Ruy Castro
Brazucas flanando por Lisboa terão o prazer de se ver, de repente, numa pracinha que corta a avenida Almirante Reis, no Areeiro. Se consultarem a placa com o nome, lerão: praça João do Rio. Os portugueses são gratos ao brasileiro João do Rio (1881-1921) por ele, como jornalista, ter defendido seus emigrantes numa época de particular lusofobia no Brasil: as vésperas do centenário da Independência, em 1922. No meio da praça, há uma peça de mármore com sua efígie e seu texto numa inscrição: “Nada me devem os portugueses por amar e defender portugueses, porque assim amo, venero e quero duas vezes a minha pátria.”
João do Rio, a começar pelo pseudônimo —chamava-se Paulo Barreto— dizia-se tão carioca quanto a rua do Ouvidor. Era um homem do jornal, da literatura, do teatro, do mundo político, da sociedade e das ruas, com enorme presença em seu tempo. Foi também o primeiro entrevistador da imprensa brasileira e introdutor na língua do verbo flanar. Como repórter, cobriu o Rio de alto abaixo, dos salões de Botafogo e bastidores dos teatros ao basfond, às casas de ópio e aos cortiços da cidade de 1910.

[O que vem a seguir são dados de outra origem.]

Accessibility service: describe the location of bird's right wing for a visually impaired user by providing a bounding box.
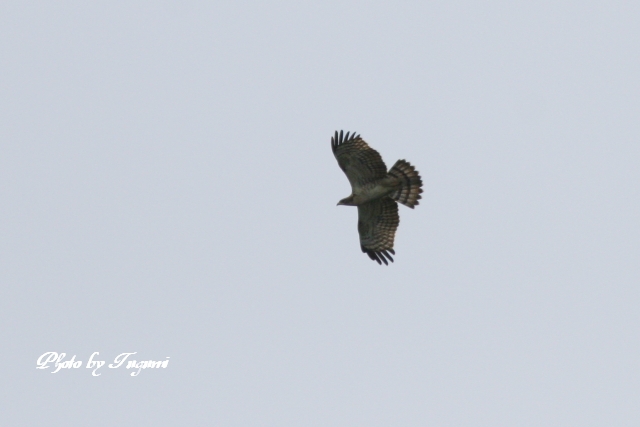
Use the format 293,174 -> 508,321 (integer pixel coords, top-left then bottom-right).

O Rio não tem sido gentil com João do Rio. Seu centenário de falecimento, em 2021, inexistiu —esta coluna foi dos poucos espaços a celebrá-lo. A universidade o ignora e ele não é sequer nome de rua na cidade. Paulo Barreto, sim, é rua em Botafogo, mas quantos saberão que se trata do fabuloso autor de “A Alma Encantadora das Ruas”, “Dentro da Noite” e “Vida Vertiginosa”?

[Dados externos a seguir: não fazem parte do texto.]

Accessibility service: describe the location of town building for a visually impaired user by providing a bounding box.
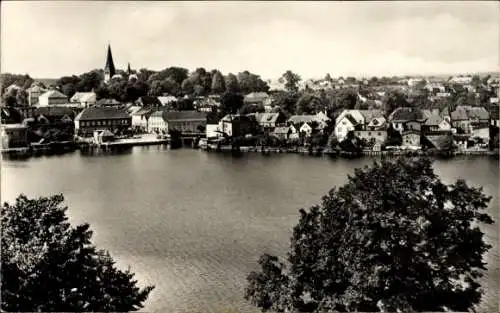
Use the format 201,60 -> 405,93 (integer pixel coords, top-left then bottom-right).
148,110 -> 207,134
26,82 -> 47,106
38,89 -> 68,106
75,107 -> 132,137
69,91 -> 97,108
104,44 -> 116,83
0,124 -> 28,149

João do Rio era mulato, gay, gordo e dândi. Seus inimigos jogavam tudo isso contra ele e lhe impuseram agressões físicas. Ao contra-atacar, ele se valia de outras armas: o talento, a inteligência, a coragem. Ninguém o derrotava na palavra escrita.
O Rio não tem uma praça João do Rio. Mas Lisboa tem. Isso talvez lhe bastasse para amar, venerar e querer duas vezes a sua cidade.